Sensory Deprivation: Solitary confinement, lack of exposure to light, etc.

They do not specify a distinction between vaginal and anal rape here. They should. Every time I look down at this list before an interview it makes me angry. I start creating these sub-categories, rape-vaginal and rape-anal. These things are not the same for everyone. They do not mean the same things to everyone. To some, anal rape is more shameful, so shameful that a woman can barely look at herself in the mirror for a year afterwards. Did the database authors forget to write about that? Did they forget to scrawl out in big, red lipstick letters on a mirror, that many cultures lead women to believe they are disgusting and to blame for anal rape? Neither does the database make note of the feelings associated with the various torture methods. Asphyxiation. What are the feelings of asphyxiation? Panic, I would at least imagine. But I haven’t experienced it, and they have, and it’s not my place to ask them if those words are sufficient. You never probe a survivor about anything, especially their torture. If they want to tell you about it, they will. And it will burn you.

And this is for the best, because something like that should burn you. It should scorch your eyes. It should torch straight down to the sap of your bones and leave you shaking. It should give you nightmares about militiamen with guns when your imagination never conceived of such things before. It should make you have to turn off a Hollywood film with a cartoonish scene of an old man being tortured in a hanging cage. It should do this, but that doesn’t mean you are ok with it. You want it to go away. They want it to go away too, more than you do, and now you both want it to go away. Well isn’t that a sticky situation.

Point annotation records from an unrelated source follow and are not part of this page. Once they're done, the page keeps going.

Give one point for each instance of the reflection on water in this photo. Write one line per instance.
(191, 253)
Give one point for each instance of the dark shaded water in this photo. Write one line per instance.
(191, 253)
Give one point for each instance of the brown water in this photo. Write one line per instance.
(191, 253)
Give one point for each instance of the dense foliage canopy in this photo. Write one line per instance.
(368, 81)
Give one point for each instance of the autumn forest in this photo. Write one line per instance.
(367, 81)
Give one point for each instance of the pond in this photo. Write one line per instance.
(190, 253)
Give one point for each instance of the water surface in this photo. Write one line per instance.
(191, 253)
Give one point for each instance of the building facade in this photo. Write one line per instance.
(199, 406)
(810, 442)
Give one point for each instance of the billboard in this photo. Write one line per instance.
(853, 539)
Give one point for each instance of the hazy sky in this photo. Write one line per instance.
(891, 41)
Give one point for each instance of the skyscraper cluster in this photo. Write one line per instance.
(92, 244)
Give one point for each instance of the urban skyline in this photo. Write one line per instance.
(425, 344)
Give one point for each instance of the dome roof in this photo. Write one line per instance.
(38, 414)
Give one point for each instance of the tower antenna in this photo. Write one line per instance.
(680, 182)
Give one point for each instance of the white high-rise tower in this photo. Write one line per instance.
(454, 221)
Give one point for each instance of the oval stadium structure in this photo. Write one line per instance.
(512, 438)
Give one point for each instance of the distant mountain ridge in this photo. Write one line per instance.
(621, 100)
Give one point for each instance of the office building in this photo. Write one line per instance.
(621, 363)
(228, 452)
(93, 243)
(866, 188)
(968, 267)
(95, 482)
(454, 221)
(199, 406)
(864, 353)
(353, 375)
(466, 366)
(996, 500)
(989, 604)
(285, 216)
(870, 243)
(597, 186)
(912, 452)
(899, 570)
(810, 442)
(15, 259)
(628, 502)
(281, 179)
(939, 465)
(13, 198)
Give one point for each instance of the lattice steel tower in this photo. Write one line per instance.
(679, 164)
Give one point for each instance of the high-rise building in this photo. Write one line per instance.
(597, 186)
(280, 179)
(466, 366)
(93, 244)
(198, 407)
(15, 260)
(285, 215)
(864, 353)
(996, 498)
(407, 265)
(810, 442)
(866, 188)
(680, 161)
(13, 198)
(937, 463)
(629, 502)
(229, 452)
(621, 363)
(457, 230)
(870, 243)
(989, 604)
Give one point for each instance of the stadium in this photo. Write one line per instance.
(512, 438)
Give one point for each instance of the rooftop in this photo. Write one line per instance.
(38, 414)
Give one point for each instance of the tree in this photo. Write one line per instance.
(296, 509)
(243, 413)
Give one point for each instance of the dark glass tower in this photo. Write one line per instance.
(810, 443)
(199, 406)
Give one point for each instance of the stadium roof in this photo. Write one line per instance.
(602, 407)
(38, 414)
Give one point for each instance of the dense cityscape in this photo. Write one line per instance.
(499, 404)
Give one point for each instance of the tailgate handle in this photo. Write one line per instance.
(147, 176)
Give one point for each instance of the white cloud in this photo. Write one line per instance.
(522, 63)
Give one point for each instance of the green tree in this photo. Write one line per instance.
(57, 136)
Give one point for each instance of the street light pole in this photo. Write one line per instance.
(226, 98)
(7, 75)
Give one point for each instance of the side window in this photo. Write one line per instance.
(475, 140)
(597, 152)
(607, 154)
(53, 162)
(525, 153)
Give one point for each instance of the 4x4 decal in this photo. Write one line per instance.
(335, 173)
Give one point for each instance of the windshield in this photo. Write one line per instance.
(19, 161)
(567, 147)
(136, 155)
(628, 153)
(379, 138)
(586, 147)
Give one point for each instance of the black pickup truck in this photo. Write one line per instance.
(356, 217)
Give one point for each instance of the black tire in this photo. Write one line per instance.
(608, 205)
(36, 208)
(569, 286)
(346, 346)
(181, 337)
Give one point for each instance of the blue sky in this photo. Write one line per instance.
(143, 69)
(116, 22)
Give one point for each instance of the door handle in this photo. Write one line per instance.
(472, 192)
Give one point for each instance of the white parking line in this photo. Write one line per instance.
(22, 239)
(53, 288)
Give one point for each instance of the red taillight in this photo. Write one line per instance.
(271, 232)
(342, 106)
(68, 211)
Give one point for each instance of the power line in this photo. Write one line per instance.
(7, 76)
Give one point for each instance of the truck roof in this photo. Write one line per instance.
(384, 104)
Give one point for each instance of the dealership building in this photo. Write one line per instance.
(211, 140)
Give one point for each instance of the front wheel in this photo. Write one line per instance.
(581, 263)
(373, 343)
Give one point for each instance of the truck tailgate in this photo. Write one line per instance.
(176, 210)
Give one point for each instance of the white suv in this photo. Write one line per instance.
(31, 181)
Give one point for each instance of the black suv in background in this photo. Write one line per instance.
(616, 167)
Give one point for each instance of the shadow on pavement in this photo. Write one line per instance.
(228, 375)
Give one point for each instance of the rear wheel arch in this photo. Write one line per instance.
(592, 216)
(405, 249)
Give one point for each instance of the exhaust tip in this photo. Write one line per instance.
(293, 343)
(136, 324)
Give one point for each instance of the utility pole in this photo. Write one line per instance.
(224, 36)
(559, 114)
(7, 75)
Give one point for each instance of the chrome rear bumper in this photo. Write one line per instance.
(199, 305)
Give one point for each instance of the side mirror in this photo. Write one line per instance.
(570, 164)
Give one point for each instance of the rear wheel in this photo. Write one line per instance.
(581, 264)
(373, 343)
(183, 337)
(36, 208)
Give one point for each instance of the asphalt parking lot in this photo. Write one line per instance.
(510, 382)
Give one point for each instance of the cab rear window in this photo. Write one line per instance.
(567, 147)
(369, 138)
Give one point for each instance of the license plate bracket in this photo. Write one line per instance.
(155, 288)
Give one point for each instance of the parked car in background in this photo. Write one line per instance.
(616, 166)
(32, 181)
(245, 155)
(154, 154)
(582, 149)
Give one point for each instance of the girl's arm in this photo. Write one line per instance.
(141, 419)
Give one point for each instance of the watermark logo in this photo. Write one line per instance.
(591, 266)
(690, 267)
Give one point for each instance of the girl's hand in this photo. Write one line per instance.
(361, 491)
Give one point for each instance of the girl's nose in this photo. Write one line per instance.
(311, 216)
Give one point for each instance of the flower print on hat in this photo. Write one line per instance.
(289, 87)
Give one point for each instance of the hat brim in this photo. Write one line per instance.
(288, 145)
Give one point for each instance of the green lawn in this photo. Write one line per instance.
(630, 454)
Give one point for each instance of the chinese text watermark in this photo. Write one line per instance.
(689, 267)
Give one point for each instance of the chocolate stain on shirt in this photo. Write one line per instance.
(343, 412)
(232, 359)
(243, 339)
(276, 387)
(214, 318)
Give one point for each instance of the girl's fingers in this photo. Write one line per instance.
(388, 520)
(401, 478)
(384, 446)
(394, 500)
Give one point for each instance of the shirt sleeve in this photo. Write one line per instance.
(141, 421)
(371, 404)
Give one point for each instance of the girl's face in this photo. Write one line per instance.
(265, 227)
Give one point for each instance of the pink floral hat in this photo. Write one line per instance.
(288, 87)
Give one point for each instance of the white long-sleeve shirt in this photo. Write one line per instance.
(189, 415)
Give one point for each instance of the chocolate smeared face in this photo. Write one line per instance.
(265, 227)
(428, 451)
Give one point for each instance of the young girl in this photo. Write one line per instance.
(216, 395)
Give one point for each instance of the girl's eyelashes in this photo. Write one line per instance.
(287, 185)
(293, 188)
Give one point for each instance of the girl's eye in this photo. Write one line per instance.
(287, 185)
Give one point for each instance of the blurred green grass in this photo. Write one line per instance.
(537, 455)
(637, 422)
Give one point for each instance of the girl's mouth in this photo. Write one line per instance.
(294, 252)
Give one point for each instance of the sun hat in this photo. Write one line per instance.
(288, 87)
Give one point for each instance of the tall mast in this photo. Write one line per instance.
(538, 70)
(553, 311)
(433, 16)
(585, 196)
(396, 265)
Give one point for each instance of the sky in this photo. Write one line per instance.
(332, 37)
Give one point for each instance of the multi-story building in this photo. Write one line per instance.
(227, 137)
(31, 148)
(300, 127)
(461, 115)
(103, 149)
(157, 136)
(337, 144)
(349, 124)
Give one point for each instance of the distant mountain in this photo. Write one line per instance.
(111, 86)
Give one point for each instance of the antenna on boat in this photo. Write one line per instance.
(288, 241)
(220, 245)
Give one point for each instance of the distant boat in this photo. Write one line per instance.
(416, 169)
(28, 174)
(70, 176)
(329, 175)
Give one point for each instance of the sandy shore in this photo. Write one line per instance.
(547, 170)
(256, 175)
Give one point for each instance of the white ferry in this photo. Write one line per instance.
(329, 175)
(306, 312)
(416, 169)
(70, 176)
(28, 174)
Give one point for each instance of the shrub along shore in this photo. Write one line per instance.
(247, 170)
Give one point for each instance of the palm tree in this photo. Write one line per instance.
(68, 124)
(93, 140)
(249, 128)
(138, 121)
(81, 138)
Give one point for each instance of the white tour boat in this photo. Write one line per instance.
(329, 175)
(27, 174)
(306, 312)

I often wondered how I could be of any help when this is the case. No one wants to see, not me, not them, not anyone else who works there. So we all scurry around and do our work, blind as bats, day by day. Maybe if we don’t open our eyes it won’t be there, we think, and it will leave us alone.

No. Those dark faces, dark nights, and the screaming, and the scar wrapped around her ankle, like a little kid’s hand-made bracelet: You don’t lose these things. That dark drips its way smoothly, slowly like clockwork. It’s a part of your bones before you know it, the spongy part like I said, the marrow, and then it never leaves. It is the mind’s aftermath, and the tattered eye inside, quickly scanning and frantically hunting for any signs of movement in the prison cell, the prison guard’s voice, the acrid smell of urine, feces, and human decay. There is a corpse next to me. I am there. But no, she was there. You were never there (I was never there). She hides in the corner away from the urine, legs collapsed, voice hoarse, bottom sore. She cried before, but had stopped crying now. They tell her they will teach her not to be “gay.” I thought about how I had never cared about gay rights before.

“Rachel.” Grace is starting to sit up now on the exam table, looking at me with a concerned expression. “I said your name once, you didn’t hear.”

“Oh. Sorry about that, Grace.” I am not sure what else to say. At least my hand is not shaking, but maybe that’s just because she is holding it.